This continues an article begun here on Sunday, April 28, 2013.
One Judge, Judge Straub, dissented in part and concurred in part. Judge Straub pointed out that previous ERISA case law had consistently followed an objective "prudent person" standard; "it focuses on the process of the fiduciary's conduct preceding the challenged decision."[1] The focus of the prudent person standard of fiduciary liability under ERISA "asks whether the fiduciary, at the time he engaged in the challenged transaction," used methods which were appropriate both to investigate, and if the investigation turned up good results, to set up the investment.[2]
Anyone who has had the experience of writing a pleading, whether it be a complaint, an answer and affirmative defenses, or all of these, knows that in drafting a client's allegations of fact it is good pleading practice to frame the available facts based on the prevailing law. Given the potential of a later motion being filed by the opposing party or parties to challenge whether these factual allegations are properly framed either as a claim or as a defense under the applicable law, the pleader tries to frame the client's allegations accordingly, applying law to fact because that is what the Court will do if the legal sufficiency of the allegations is attacked. If the pleader can match factual allegations available in the given case to read in a similar way to legal quotations which she or he will argue from relevant case law or statutes at the hearing, so much the better.
That is precisely what the attorneys for the plaintiffs tried to do in this case, match their clients' factual allegations to the applicable law -- or at least to the law which applied at the time the complaint was filed. Recall that that ERISA case law extant at the time that the complaint in this case was filed, had consistently followed an objective "prudent person" standard; "it focuses on the process of the fiduciary's conduct preceding the challenged decision."[3] The focus of the prudent person standard of fiduciary liability under ERISA "asks whether the fiduciary, at the time he engaged in the challenged transaction," used methods which were appropriate both to investigate, and if the investigation turned up good results, to set up the investment.[4]
In this case, the plaintiffs pleaded that the defendant breached its fiduciary obligations under ERISA "by making 'high-risk investments ... at precisely the time when defaults of subprime mortgages were skyrocketing and numerous subprime lenders were facing insolvency.'" That is what they specifically alleged, for example, in paragraph 29 of their Amended Complaint.[5]
The one Judge in the minority on this panel pointed out that although the Amended Complaint did not contain factual allegations that "specifically detail" how the defendant perpetrated its alleged mismanagement, the plaintiffs did sufficiently "allege that [defendant] acted imprudently by maintaining investments in high-risk mortgage securities, at a time when [defendant] knew or should have known that the market for such securities was collapsing."[6] Regardless of whether the plaintiffs would ultimately prevail at the end of this case, the plaintiffs at the beginning of this case sufficiently alleged a breach of fiduciary duties under ERISA against Wall Street, in the eyes of the Judge who was in the minority on this panel.
There you have it.
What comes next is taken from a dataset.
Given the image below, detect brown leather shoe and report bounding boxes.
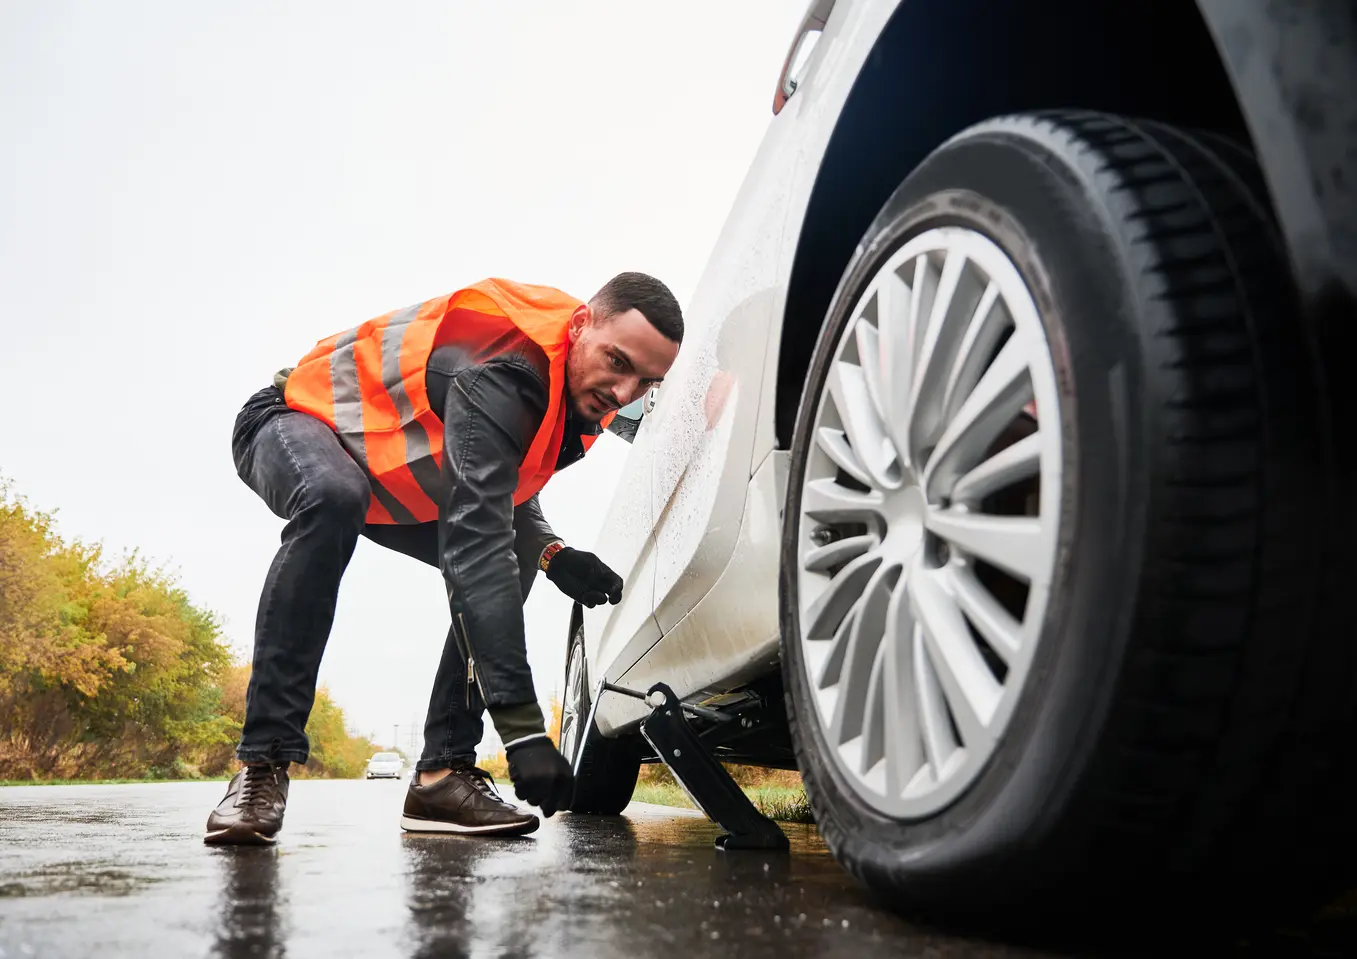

Two Judges applied what amounted to a summary judgment or directed verdict standard, both dependent on evidence of record, to a motion to dismiss an amended complaint and concluded not that proof was lacking but that allegations were lacking (even though, at least arguably, they were there). It is respectfully submitted that the Judge who wrote in the minority on this panel was the one who got it right in this case.
[1] Pension Benefit Guar. Corp. v. Morgan Stanley Inv. Mgt., Inc., 2013 WL 1296481 *19 (2d Cir. April 2, 2013)(Straub, J., dissenting and concurring in part).
[2] Pension Benefit Guar. Corp. v. Morgan Stanley Inv. Mgt., Inc., 2013 WL 1296481 *19 (2d Cir. April 2, 2013)(Straub, J., dissenting and concurring in part). [Emphasis added.]
[3] Pension Benefit Guar. Corp. v. Morgan Stanley Inv. Mgt., Inc., 2013 WL 1296481 *19 (2d Cir. April 2, 2013)(Straub, J., dissenting and concurring in part).
[4] Pension Benefit Guar. Corp. v. Morgan Stanley Inv. Mgt., Inc., 2013 WL 1296481 *19 (2d Cir. April 2, 2013)(Straub, J., dissenting and concurring in part). [Emphasis added.]
[5] Pension Benefit Guar. Corp. v. Morgan Stanley Inv. Mgt., Inc., 2013 WL 1296481 *20 (2d Cir. April 2, 2013)(Straub, J., dissenting and concurring in part). [Emphasis added.]
[6] Pension Benefit Guar. Corp. v. Morgan Stanley Inv. Mgt., Inc., 2013 WL 1296481 *20 (2d Cir. April 2, 2013)(Straub, J., dissenting and concurring in part). [Emphasis added.]